JAKARTA (TheInsiderStories) – PT Garuda Indonesia Tbk (IDX: GIAA), state-owned flight carrier, and PT Sriwijaya Air agreed to extend the interim agreement for the next three months, said the senior official on Thursday (07/11). The decision has been taken after the chaos between the two parties.
“A temporary agreement was extended for three months, but revisions were immediately undertake if needed,” coordinating minister for maritime and investment Luhut Binsar Panjaitan told reporters after met with all parties at his office.
Sriwijaya’ lawyer Yusril Ihza Mahendra, confirmed that there was a dispute between the company and Garuda. This happened because there was no clarity on the initial agreement made a year ago.
According to him, in carrying out the deal, Garuda was dominated and intervened Sriwijaya’ operations rather to helped the airlines operator be able to pay debts to the state-owned companies.
He gave an example a disadvantage of the collaboration like aircraft maintenance, which was originally carried out on its own, but now it is handled by PT Garuda Maintenance Facility Aeroasia Tbk (IDX: GMFI), unit of Garuda, and making the costs more expensive.
In addition, the flight crew inn that was originally placed in a dormitory moved to the hotel. This actually made Sriwijaya Air’s debt grow bigger under Garuda’ management, he noted.
Moreover, Mahendra explained, through this collaboration, Garuda implemented a management fee 50 percent and a profit sharing of 60 percent of the company’ gross income. He stated, “This certainly can make Sriwijaya Air collapse.”
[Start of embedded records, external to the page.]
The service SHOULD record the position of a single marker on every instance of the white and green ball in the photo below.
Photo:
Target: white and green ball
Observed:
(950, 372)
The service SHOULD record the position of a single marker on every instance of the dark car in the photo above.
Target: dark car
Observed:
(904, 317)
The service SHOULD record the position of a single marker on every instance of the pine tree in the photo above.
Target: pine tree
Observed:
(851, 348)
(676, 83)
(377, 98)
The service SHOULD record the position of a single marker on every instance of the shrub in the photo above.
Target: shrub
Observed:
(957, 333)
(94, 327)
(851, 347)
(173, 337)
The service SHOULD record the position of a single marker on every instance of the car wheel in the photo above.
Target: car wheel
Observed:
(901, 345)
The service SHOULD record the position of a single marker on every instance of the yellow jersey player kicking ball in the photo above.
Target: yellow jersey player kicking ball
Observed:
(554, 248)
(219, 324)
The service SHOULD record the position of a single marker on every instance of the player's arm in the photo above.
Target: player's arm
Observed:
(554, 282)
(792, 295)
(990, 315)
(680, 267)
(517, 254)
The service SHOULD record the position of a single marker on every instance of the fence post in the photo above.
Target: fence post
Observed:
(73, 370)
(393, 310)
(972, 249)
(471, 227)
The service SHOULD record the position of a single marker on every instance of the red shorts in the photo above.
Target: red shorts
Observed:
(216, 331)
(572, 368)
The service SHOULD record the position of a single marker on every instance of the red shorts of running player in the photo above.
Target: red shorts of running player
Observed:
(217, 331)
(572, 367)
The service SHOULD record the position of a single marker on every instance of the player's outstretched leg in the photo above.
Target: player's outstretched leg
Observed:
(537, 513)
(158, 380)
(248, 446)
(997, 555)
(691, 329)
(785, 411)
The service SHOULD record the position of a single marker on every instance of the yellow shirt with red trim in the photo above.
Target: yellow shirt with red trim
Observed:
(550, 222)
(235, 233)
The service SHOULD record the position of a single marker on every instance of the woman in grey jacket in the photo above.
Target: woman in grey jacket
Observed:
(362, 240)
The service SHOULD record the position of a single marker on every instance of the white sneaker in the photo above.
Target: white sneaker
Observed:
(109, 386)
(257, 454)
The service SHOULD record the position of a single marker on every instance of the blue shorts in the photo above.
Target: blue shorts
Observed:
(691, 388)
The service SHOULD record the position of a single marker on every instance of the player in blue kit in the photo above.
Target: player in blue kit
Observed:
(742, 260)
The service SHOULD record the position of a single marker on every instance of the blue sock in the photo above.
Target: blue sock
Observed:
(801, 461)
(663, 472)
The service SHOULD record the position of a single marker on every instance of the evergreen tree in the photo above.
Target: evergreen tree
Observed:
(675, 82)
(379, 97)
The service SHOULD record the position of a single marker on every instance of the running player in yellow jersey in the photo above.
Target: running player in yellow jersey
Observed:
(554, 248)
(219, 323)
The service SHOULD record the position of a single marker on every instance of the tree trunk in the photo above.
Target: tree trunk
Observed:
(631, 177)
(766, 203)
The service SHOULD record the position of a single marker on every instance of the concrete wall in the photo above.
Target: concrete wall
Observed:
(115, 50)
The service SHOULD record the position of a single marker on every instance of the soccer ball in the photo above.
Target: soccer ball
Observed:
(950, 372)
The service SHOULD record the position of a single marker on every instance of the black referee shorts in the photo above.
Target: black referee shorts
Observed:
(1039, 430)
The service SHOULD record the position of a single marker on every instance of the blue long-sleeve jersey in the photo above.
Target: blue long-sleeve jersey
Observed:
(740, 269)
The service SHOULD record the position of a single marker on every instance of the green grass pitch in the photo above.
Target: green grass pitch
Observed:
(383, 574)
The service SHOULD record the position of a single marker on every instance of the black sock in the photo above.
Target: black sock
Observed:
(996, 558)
After the meeting, he explained, both parties agreed to extend the temporary agreement and the service would be carried out as usual. Paralling, both parties will revise the contents of the agreement, such as the directors composition of Sriwijaya and flight routes between the two operators.
Minister of transportation, Budi Karya Sumadi, assured that the his ministry will take measurement steps to solve this problem so there will be no further negative impact to the customers.